Муза уж готова подсказать мне новый гамбит.
Я бы хотел обратить внимание на другие, более сложные случаи, когда анахронична, «осовременена» не лексика, а авторская интонация, индивидуальный жест и задающий их синтаксис. Например:
Бахус и Аполлон – за.
Быть к ней в Тибур: мигом!
…деянья Цезаря – это вещь.
Бежать? Идиот! Бежать некуда.
2
Коротко описанный выше тип переводческой стратегии ставит, на мой взгляд, более общий вопрос об объеме и содержании понятия «автор». Речь, понятно, не о юридическом носителе авторского права, а об «авторе-в-тексте», авторе как внутритекстовой инстанции. В ситуации, в которой самоопределялся переводчик Гаспаров и которая здесь сейчас реконструируется, лирическое «я», выступающее эпигонским пережитком романтической эпохи, уже не может стать основанием для новационных, собственно авторских стратегий смыслопорождения. Отступают тут в их эпигонском виде и критерии оригинальности как «неповторимости» (запрет на цитацию, в том числе – из самого себя), однозначное отделение «своего» от «чужого» – кстати, не только в поэзии, но и в прозе.

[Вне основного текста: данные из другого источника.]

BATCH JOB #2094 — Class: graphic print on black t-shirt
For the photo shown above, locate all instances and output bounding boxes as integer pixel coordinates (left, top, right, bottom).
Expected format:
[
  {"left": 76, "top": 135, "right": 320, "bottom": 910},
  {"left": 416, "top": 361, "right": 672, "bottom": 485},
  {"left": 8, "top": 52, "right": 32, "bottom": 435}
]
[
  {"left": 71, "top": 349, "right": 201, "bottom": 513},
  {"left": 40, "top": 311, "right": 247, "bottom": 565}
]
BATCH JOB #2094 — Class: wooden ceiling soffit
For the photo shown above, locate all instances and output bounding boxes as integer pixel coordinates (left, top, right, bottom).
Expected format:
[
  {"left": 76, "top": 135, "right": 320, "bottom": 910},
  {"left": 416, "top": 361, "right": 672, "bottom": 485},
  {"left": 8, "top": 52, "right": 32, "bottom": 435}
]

Я бы противопоставил этой дихотомии «своего-чужого» понятие «общего». Этим понятием я условно обозначаю особый план текста, который выступает для данного текста порождающей средой, стимулом, обоснованием, причем речь идет о некоей зоне вненаходимости автора и разворачивающегося смысла, запредельной по отношению к любым готовым нормам языка и стиля, ожиданиям читателя[301]. Творческой проблемой и рабочей задачей «автора» собственно и становится определение того, как задать территорию этого общего, из каких материалов ее построить, в каких модусах она будет существовать в тексте. Автор здесь – создатель и сочетатель семантических пространств общего, он, можно сказать, изначально выступает переводчиком, дирижером, распорядителем языков и стилей. Он последовательно вводит чужое как свое, а свое воспроизводит в формах чужого.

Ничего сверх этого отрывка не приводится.